Posted: Fri Apr 21, 2017 3:08 pm
by Redeye
Although I've tried to avoid it, I need to do a long division operation in my code. Preferably quite quickly. So I'm using the LDIVU instruction on an XCORE200 processor in inline assembly as follows :

Code: Select all

asm(".syntax architectural\nLDIVU %0,%1,%2,%3,%4\n.syntax default" : "=r"(output) , "=r"(remainder) : "r"(al) , "r"(denominator) ,"r"(ah));
It seems to be working fine, but reading the XS2 Architecture Manual raises a couple of questions :

1. This instruction can take up to bpw cycles to complete and the timing analyser assumes the worst case of 32. Can someone explain the "up to" part to me? What input values cause the worst case and best case?
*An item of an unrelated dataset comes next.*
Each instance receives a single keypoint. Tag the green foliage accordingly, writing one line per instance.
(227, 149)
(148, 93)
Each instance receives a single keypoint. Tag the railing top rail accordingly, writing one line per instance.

2. The manual says "the divide unit is shared between threads". Does this mean that if I try to do an LDIVU operation on 4 threads on the same tile at the same tile then 3 of the threads will block while the first thread completes?

Re: LDIVU questions

Posted: Tue Apr 25, 2017 6:15 pm
by ahogen
I'm no XMOS expert, but in response to #2, I would imagine that, yeah, any single instruction would be blocking. For most instructions, that's only once cycle so everybody's happy. But for a divide, I don't think it'd make much sense to put new instructions in your single, shared pipeline before a divide has completed.

Re: LDIVU questions

Posted: Tue Apr 25, 2017 8:20 pm
by data
Plain old user here, not factory -- but my understanding is that the operation time depends on the argument values (this is common for dividers), and trying to play the odds on that is not generally useful.

And yes, as I understand it, there is only one divide unit per tile, so everything on that tile has to queue up to use it.

32 cycles is pretty quick for this operation, so I don't usually worry about it, except for real-time DSP code: I go to quite some length to keep divisions out of that. When a division has to be done, I assume 32 * n worst case cycles, n being the number of threads which might use the divider.

Re: LDIVU questions

Posted: Wed Apr 26, 2017 9:42 pm
by Redeye
Hmmm, yes that was my interpretation too. Unfortunately this is in real-time DSP code and the worst case I'd assumed (as you had too) gets a bit borderline.

Using xscope to measure the function timing suggests that it's normally quite a lot less than 32 cycles which is why I wondered if there were any rules for the worst case that would help me stay on the safe side.

For this particular application speed is more important than accuracy so I think there's probably a quicker (and more importantly, deterministic) method than the LDIVU function for this case.